Ignite Cluster Test
A node is assigned either one of the two roles: server node or client node. Server nodes are the workhorses of the cluster; they cache data, execute compute tasks, etc. Client nodes join the topology as regular nodes but they do not store data. Client nodes are used to stream data into the cluster and execute user queries.
A cluster is the core of Apache Ignite as it provides key benefits of distributed computing like load balancing, resilience, failover, high availability etc. If there is any issue in communication between cluster nodes, cluster job execution etc, Ignite will not be able to serve the application in optimal manner. That's the reason it is important to monitor Ignite Cluster so that any issues can be highlighted before it can affect cluster performance.
This test monitors Ignite cluster gather key statistics related to jobs, CPU load, waiting time etc. which provide key insights into it's health. These can help administrators help improve cluster performance, identify issues, failures and add right infrastructure at right time before application performance is affected.

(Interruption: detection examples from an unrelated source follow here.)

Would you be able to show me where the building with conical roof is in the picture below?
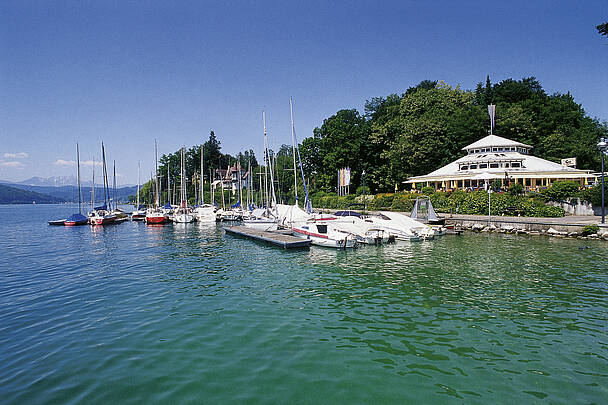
[405,108,595,191]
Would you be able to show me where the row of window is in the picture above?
[460,162,523,170]
[469,146,528,155]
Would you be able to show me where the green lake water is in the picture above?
[0,205,608,404]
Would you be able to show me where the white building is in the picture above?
[405,135,595,190]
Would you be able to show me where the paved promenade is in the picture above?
[444,214,608,228]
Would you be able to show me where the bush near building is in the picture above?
[312,191,565,217]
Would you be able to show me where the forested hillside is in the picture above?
[0,184,65,204]
[301,77,608,192]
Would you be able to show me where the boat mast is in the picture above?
[154,139,160,208]
[289,97,298,205]
[199,145,205,205]
[91,156,95,211]
[101,142,110,205]
[76,142,82,214]
[136,160,140,210]
[167,160,170,204]
[262,110,270,208]
[112,160,118,209]
[236,159,243,210]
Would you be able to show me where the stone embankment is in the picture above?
[446,215,608,241]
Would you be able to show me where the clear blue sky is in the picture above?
[0,0,608,184]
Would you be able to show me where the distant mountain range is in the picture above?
[0,183,137,204]
[0,184,65,204]
[0,176,134,187]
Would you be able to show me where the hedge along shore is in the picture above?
[444,214,608,241]
[319,208,608,241]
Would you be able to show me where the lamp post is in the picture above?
[597,138,608,224]
[361,170,367,211]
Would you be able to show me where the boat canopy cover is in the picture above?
[334,211,363,218]
[66,214,88,222]
[410,198,437,221]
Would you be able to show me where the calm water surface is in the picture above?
[0,205,608,404]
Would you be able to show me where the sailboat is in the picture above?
[173,147,194,224]
[49,142,89,226]
[243,110,278,231]
[111,161,128,221]
[90,142,116,225]
[280,98,357,249]
[145,139,168,225]
[131,161,146,221]
[194,145,216,222]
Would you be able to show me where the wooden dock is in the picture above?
[224,226,311,249]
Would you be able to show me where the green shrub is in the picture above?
[583,225,600,236]
[421,186,435,195]
[542,181,579,201]
[356,186,370,195]
[509,183,524,195]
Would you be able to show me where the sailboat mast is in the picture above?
[262,110,270,207]
[154,139,160,208]
[136,160,141,209]
[76,142,82,214]
[91,156,95,211]
[167,161,170,204]
[199,145,205,205]
[112,160,118,209]
[101,142,110,208]
[289,97,298,205]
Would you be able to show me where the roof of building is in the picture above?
[409,152,590,182]
[462,135,532,150]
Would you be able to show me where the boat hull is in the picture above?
[146,215,168,225]
[291,228,357,249]
[91,216,116,225]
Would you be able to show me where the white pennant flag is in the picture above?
[488,104,496,135]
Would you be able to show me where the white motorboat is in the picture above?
[369,211,435,240]
[243,208,279,231]
[291,219,357,249]
[332,211,395,245]
[193,204,217,222]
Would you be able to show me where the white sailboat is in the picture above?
[173,147,194,224]
[131,161,146,221]
[194,145,217,223]
[243,110,279,231]
[89,142,116,225]
[145,139,169,225]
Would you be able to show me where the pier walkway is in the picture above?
[224,226,311,249]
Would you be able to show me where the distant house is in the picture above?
[214,165,249,193]
[405,135,595,191]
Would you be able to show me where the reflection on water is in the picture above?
[0,206,608,403]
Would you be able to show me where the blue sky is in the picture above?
[0,0,608,184]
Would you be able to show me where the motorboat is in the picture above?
[89,204,116,225]
[369,211,435,241]
[332,211,395,245]
[243,208,279,231]
[63,213,89,226]
[131,205,146,221]
[291,219,357,249]
[193,204,217,222]
[171,207,195,224]
[145,208,169,225]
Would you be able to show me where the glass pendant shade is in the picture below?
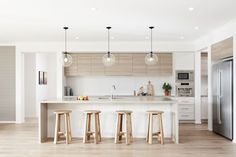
[102,52,116,66]
[62,53,72,67]
[145,53,158,65]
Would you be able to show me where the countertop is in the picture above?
[41,96,177,104]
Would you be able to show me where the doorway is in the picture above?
[201,52,208,123]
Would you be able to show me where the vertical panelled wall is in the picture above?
[0,46,16,121]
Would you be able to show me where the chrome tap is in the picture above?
[111,85,116,99]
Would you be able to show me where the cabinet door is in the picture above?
[201,97,208,119]
[147,53,161,76]
[159,53,173,76]
[64,53,78,76]
[133,53,147,76]
[91,53,105,75]
[77,53,92,75]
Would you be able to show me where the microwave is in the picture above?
[176,70,194,82]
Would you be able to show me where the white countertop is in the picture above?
[41,96,177,104]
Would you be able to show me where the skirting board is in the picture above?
[0,121,16,124]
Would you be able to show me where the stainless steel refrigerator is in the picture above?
[212,59,233,140]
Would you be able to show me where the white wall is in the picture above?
[24,53,36,118]
[35,53,57,117]
[66,76,175,95]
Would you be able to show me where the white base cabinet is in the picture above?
[176,97,195,122]
[201,97,208,120]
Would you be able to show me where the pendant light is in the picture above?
[145,26,158,65]
[102,27,115,66]
[62,27,72,67]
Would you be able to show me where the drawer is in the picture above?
[176,97,195,104]
[179,113,194,120]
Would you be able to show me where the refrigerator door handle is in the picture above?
[217,70,222,124]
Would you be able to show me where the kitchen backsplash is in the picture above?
[66,76,175,96]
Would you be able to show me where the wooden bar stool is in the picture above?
[146,111,164,144]
[115,110,133,144]
[83,110,101,144]
[54,110,72,144]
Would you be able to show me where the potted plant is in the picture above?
[162,82,172,96]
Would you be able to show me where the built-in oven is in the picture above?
[176,70,194,82]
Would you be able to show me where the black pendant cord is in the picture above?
[64,27,68,57]
[149,26,154,57]
[107,27,111,58]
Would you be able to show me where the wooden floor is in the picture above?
[0,119,236,157]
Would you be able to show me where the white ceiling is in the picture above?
[0,0,236,42]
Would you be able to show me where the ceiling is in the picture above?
[0,0,236,42]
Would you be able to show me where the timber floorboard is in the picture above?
[0,121,236,157]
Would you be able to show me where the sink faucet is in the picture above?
[111,85,116,99]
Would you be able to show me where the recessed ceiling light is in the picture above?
[188,7,194,11]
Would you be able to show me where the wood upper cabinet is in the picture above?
[211,37,233,61]
[133,53,147,75]
[105,54,133,76]
[65,53,172,76]
[147,53,172,76]
[64,54,78,76]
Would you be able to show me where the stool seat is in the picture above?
[54,110,72,144]
[116,110,133,114]
[54,110,72,114]
[147,110,164,115]
[84,110,101,114]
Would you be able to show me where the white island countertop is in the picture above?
[39,96,179,143]
[41,96,177,104]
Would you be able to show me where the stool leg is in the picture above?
[86,113,92,141]
[119,114,124,141]
[148,114,153,144]
[146,113,150,142]
[54,114,60,144]
[64,113,69,144]
[94,113,99,144]
[115,113,122,143]
[158,114,164,144]
[125,114,130,144]
[129,114,133,142]
[83,113,89,143]
[97,113,102,142]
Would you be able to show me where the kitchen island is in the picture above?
[39,96,179,143]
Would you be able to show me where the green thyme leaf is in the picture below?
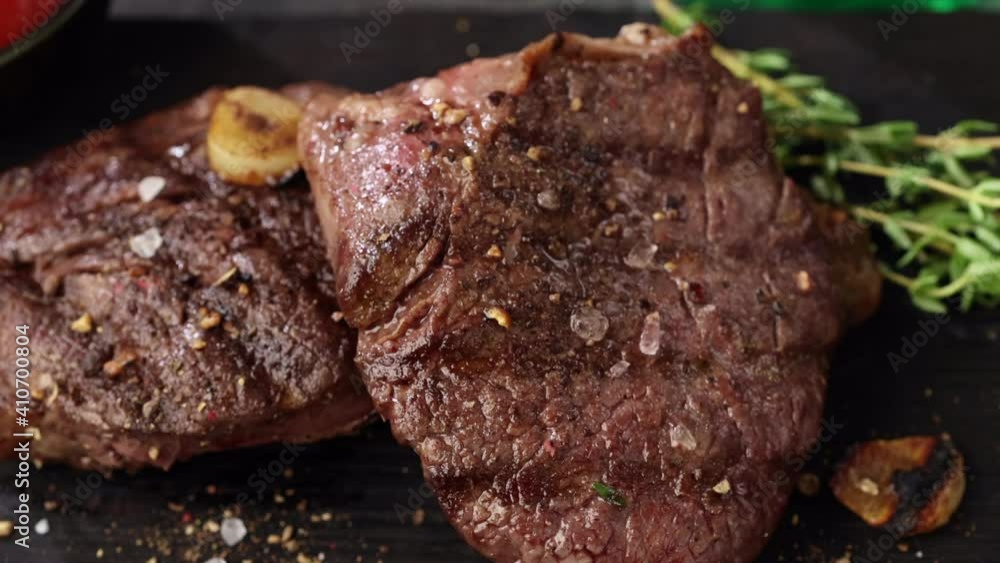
[593,481,628,508]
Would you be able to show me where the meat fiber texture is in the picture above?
[299,24,879,563]
[0,85,371,470]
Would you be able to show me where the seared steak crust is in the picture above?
[0,87,371,469]
[300,26,877,563]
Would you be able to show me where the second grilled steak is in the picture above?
[300,25,879,563]
[0,86,371,469]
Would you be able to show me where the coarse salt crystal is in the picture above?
[219,518,247,547]
[536,190,559,211]
[670,424,698,451]
[569,307,608,342]
[625,243,659,270]
[138,176,167,203]
[128,227,163,258]
[608,360,632,377]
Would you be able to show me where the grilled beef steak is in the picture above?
[299,25,878,563]
[0,86,371,469]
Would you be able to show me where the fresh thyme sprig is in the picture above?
[652,0,1000,312]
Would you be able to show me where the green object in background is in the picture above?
[690,0,1000,14]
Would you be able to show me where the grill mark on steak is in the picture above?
[299,26,878,563]
[0,84,371,470]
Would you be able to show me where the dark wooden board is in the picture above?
[0,11,1000,563]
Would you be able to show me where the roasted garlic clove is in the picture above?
[830,435,965,536]
[206,86,302,186]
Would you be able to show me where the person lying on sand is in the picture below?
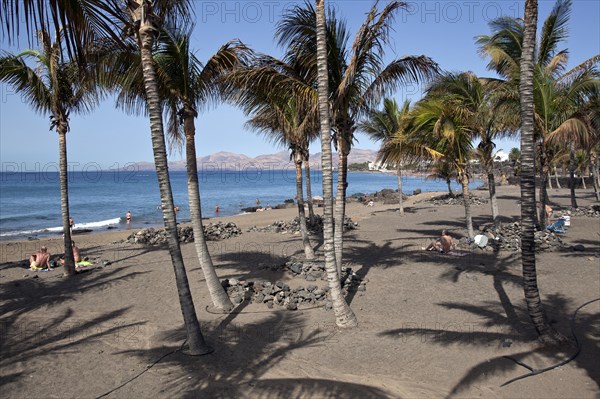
[29,247,52,270]
[58,241,81,265]
[422,230,455,253]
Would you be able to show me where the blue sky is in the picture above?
[0,0,600,171]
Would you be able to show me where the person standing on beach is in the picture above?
[29,247,52,270]
[58,241,81,265]
[423,230,455,253]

Target of the test : Apache Ignite Server
Agent deploying the test : An internal or external agent
Outputs of the test : One set of results for each Apache Ignite Server
Parameter |
Description |
---|---|
Test period |
How often should the test be executed. |
Host |
Enter the IP address of the Apache Ignite cluster. |
Port |
Enter the port number on which JMX connector listens to incoming connections requests. |
JMX Remote Port |
In this text box, enter the name of a virtual warehouse that needs to be monitored. The JMX connector listens on 8686 by default. If it listens on different port in your environment then specify the same. |
JMX User |
Specify the credentials of the user who is authorized to use JMX. |
JMX Password |
Specify the password for the authorized user. |
Confirm Password |
Confirm the password by retyping it here. |
Measurement |
Description |
Measurement Unit |
Interpretation |
---|---|---|---|
Active base line nodes |
Indicates the total number of nodes which are currently in the cluster baseline topology |
Number |
The capacity of cluster to hold data depends on the number of nodes and node configuration. If not enough number of nodes are available, the data requirements might not be met. |
Average active jobs |
Indicates the average number of active jobs executing at any given time on the each node. |
Number |
The number of active jobs dictate the cluster CPU capacity occupied. You must ensure that number of active jobs is optimal and there is enough CPU capacity available for new jobs. |
Average cancelled jobs |
Indicates the average number of jobs cancelled on each node. |
Seconds |
|
Average CPU load |
Indicates the CPU load values averaged over all metrics kept in history across all nodes. |
Percentage |
The number of active jobs dictate the cluster CPU capacity occupied. You must ensure that number of active jobs is optimal and there is enough CPU capacity available for new jobs, so the new jobs don't have to wait too long. |
Average job executes time |
Indicates the average time a job takes to execute on any node in the cluster. |
Seconds |
This is important metric to understand how many jobs can be scheduled and predict the jobs timings. |
Average job waits time |
Indicates the average time a jobs waits in the queue before it is picked for execution. |
Seconds |
If the wait time is too high it means more compute capacity is required, so adding new nodes can help. |
Average rejected job |
Indicates the average number of jobs rejected across all nodes during collision resolution operations. |
Number |
|
Average waiting jobs |
Indicates the average number of jobs waiting per node across all nodes in the cluster. |
Number |
If the number of waiting jobs is too high it means more compute capacity is required, so adding new nodes can help. |
Messages received rate |
Indicates the rate at which messages are received by nodes in the cluster. |
Messages/Sec |
If the rate is going down over a number of measurements, the communication between nodes needs to be improved. |
Messages sent rate |
Indicates the rate at which messages are sent by nodes in the cluster. |
Messages/Sec |
|
Idle time percentage |
Indicates the percentage time any given node is idle vs executing jobs. |
Percentage |
If there is too much idle time means the system has more capacity than required. Administrators can consider removing nodes and using them for other purpose. |
Total server nodes |
Indicates the total number of server nodes in the cluster. |
Number |
|
Total client nodes |
Indicates the total number of client nodes in the cluster. |
Number |
|